In seguito all’accordo raggiunto e firmato da USA e Talebani, il presidente americano Donald Trump ha avviato la prima riduzione parziale delle truppe presenti in Afghanistan (da 12000 a 8600), di cui è prevista la conclusione entro 135 giorni.

Secondo quanto riportato dall’ANSA, gli spostamenti militari sarebbero iniziati dalle basi militari di Lashkar Gah (il capoluogo della provincia di Helmand) e da un'altra base in provincia di Herat, rispettivamente a sud e ad est del paese.

Il ritiro completo delle truppe, secondo quanto stabilito nell'accordo, dovrà essere completato entro 14 mesi.

L'accordo tra USA e i Talebani

Il dialogo per la risoluzione del conflitto in Afghanistan era stato in parte impedito dalla posizione statunitense, secondo cui i Talebani avrebbero dovuto in primis negoziare con il governo ufficiale afghano (da essi ritenuto illegittimo).

Il cambio di Politica da parte dell'amministrazione Trump, e dunque il dialogo intavolato direttamente con i Talebani, ha permesso il raggiungimento di un primo accordo in seguito ad un lungo negoziato tenutosi a Doha. Secondo tale accordo gli USA avrebbero definito le tempistiche del ritiro delle proprie truppe dal paese, mentre i Talebani si sarebbero impegnati ad interrompere i loro contatti con gruppi terroristici di matrice islamica, quale ad esempio Al Qaida, nonché a non proseguire con le violenze nel territorio.

L'accordo firmato il 29 febbraio a Doha ha aperto dunque la strada per un successivo dialogo, molto più complesso, tra i vari attori afghani.

Fonti diplomatiche hanno riferito inoltre che gli USA hanno richiesto un voto in sede del Consiglio di sicurezza dell’ONU per far sì che l’accordo venga riconosciuto tramite una risoluzione.

La bozza di risoluzione richiederebbe al governo dell'Afghanistan di intraprendere i negoziati con i Talebani specificatamente con una squadra di negoziatori inclusiva e diversificata, composta da leader politici e della società civile afghana e in cui vengano incluse anche le donne.

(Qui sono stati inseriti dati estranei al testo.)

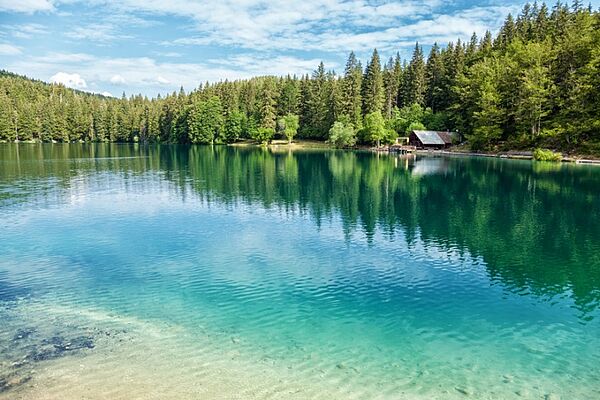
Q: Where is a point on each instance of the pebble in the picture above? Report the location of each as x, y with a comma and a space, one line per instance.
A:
463, 390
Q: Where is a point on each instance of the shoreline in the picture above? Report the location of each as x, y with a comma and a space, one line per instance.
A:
301, 144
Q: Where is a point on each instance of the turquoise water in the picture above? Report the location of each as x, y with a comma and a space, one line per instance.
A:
201, 272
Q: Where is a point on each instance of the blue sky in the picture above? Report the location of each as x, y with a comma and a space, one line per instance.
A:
155, 46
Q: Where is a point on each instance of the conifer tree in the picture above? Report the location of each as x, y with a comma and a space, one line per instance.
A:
373, 95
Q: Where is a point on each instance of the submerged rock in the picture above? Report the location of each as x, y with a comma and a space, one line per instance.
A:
24, 333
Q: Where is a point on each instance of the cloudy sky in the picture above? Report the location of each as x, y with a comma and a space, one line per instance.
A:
155, 46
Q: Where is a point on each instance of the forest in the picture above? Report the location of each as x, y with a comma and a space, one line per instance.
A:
536, 83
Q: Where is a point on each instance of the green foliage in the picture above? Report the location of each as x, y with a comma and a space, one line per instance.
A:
534, 85
546, 155
206, 122
289, 126
233, 126
374, 130
263, 135
405, 119
372, 89
342, 135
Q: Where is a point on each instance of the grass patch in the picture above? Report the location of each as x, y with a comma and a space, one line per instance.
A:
546, 155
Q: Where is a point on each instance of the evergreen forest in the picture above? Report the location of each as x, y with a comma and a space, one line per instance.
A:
536, 83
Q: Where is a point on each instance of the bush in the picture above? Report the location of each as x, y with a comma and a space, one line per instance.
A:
342, 135
263, 135
546, 155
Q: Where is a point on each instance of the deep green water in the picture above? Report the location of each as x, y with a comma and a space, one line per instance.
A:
399, 277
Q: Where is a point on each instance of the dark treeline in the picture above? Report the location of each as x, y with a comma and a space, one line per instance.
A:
534, 84
454, 203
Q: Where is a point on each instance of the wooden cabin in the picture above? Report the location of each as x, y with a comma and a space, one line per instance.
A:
426, 140
432, 139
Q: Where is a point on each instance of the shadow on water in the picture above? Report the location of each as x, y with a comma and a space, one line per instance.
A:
536, 226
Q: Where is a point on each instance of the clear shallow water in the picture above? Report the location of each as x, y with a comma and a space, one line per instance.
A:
179, 272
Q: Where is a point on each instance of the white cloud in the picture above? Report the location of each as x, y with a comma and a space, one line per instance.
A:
71, 80
150, 76
104, 32
117, 79
26, 6
9, 50
26, 31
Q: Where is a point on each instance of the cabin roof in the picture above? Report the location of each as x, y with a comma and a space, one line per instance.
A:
429, 137
447, 137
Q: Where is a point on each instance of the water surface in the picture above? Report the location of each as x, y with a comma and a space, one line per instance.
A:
212, 272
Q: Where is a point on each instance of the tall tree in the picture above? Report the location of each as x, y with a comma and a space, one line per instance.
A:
373, 95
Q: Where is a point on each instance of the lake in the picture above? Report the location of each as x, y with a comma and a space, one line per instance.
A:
173, 272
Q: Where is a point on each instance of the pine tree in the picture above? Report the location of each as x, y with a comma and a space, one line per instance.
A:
434, 76
373, 95
351, 91
415, 85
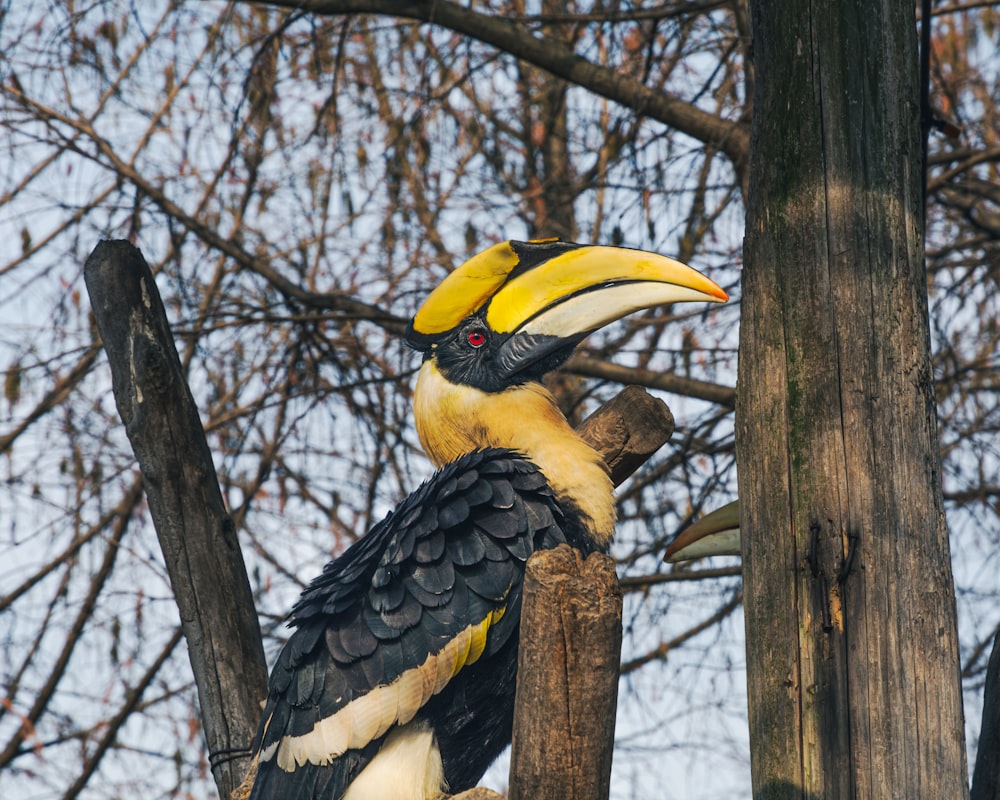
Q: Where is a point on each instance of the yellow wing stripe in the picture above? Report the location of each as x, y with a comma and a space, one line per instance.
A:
371, 715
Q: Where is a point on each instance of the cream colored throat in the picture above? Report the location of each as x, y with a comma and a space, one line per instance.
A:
453, 420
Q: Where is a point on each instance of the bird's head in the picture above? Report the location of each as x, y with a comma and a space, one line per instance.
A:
512, 313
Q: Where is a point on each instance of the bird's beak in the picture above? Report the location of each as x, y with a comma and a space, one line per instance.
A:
544, 297
553, 306
715, 534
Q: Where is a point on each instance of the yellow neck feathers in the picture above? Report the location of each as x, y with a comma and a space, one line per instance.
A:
453, 420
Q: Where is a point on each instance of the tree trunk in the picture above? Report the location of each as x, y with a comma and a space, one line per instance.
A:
852, 661
200, 547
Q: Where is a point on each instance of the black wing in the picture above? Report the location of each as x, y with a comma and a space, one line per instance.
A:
424, 603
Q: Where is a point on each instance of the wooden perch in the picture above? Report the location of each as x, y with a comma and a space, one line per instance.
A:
567, 686
199, 544
567, 695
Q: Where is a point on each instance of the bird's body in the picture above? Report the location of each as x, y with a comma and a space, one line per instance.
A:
398, 680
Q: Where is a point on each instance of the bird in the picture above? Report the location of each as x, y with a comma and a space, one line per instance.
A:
397, 680
715, 534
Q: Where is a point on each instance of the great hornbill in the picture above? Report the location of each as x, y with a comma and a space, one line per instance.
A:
397, 682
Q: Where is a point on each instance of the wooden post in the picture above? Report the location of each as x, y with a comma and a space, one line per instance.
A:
196, 535
567, 686
852, 649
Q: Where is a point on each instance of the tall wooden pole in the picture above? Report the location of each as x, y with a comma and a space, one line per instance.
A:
853, 677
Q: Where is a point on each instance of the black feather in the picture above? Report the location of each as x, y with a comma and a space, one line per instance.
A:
447, 558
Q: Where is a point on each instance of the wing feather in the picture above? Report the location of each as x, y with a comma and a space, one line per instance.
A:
388, 626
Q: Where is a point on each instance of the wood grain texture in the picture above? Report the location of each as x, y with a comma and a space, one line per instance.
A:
567, 688
196, 535
627, 430
853, 669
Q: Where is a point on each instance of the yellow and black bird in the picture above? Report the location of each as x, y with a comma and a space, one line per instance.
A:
397, 682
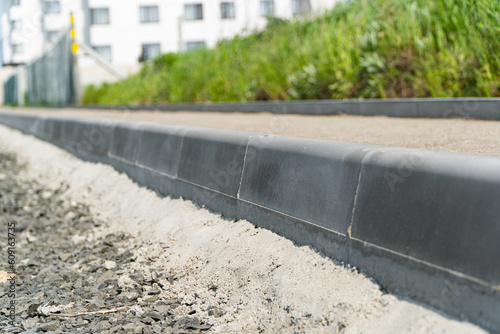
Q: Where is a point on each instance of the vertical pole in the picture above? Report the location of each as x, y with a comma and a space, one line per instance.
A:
179, 23
74, 70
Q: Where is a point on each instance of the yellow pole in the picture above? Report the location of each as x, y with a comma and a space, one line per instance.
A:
74, 50
74, 45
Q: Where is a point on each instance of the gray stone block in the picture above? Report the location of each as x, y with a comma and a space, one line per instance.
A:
437, 287
311, 180
125, 143
441, 208
160, 148
213, 159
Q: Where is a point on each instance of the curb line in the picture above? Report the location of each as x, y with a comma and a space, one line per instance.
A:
422, 223
475, 108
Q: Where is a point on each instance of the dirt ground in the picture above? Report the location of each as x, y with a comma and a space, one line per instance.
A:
454, 135
257, 281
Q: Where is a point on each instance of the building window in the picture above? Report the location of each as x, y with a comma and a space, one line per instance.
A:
16, 25
51, 35
17, 49
104, 51
227, 10
99, 16
52, 7
301, 7
150, 51
195, 45
149, 14
193, 12
266, 8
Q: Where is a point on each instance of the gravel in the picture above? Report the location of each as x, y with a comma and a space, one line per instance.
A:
62, 272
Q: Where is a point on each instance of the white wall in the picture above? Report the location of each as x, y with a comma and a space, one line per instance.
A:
126, 34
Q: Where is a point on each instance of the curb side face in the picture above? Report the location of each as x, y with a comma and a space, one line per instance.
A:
310, 180
160, 148
443, 210
213, 160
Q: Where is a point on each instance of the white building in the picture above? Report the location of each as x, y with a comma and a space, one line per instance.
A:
122, 31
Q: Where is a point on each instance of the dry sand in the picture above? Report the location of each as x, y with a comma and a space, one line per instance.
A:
454, 135
265, 282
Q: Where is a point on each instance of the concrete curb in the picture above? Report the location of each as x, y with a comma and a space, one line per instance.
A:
422, 223
477, 108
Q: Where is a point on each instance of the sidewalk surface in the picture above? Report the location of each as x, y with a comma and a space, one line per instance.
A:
454, 135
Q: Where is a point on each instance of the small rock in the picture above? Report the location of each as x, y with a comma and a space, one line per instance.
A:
215, 312
49, 326
109, 265
65, 256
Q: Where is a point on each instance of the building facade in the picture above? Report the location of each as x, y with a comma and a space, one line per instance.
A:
128, 31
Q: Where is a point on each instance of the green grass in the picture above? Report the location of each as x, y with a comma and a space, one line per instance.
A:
359, 49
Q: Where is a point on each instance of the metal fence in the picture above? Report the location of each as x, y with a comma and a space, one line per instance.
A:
51, 77
10, 90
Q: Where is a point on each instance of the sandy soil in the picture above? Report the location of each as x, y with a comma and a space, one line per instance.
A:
454, 135
264, 282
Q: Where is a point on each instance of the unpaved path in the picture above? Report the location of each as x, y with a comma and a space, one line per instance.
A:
454, 135
258, 281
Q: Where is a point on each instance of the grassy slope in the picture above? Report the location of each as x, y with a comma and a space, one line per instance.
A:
360, 49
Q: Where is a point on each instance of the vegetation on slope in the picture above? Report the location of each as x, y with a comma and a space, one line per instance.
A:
359, 49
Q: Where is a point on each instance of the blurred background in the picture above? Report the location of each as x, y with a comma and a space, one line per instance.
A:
144, 52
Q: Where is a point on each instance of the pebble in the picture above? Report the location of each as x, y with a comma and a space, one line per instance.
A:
62, 269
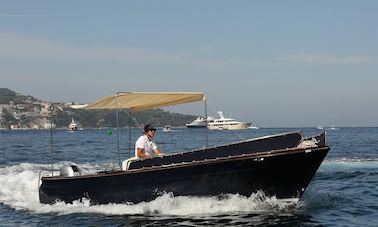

Gli ostacoli al dialogo interno

Nel contesto dell’incombente negoziato interno tra il governo afghano e i Talebani, preoccupano le vicissitudini che si sono verificate nelle ultime settimane nel paese, in cui si sono recentemente tenute le elezioni presidenziali.

Nonostante i risultati delle elezioni dichiarino che l'incarico di Presidente andrà a Ashraf Ghani (già Presidente dal 2014), lo sfidante Abdullah Abdullah si è autoproclamato vincitore, e dunque Presidente, rifiutando di accettare l'esito elettorale e definendolo "fraudolento".

Di conseguenza, due cerimonie inaugurali si sono tenute in due luoghi separati: al Palazzo Presidenziale (cerimonia di insediamento di Ashraf Ghani) e al Palazzo Sapedar (Abdullah Abdullah). Una crisi istituzionale di questo tipo va naturalmente a minare in modo rilevante l'unità del governo afghano, da molti ritenuta fondamentale nell'ambito dei dialoghi di pace da intraprendere con i Talebani.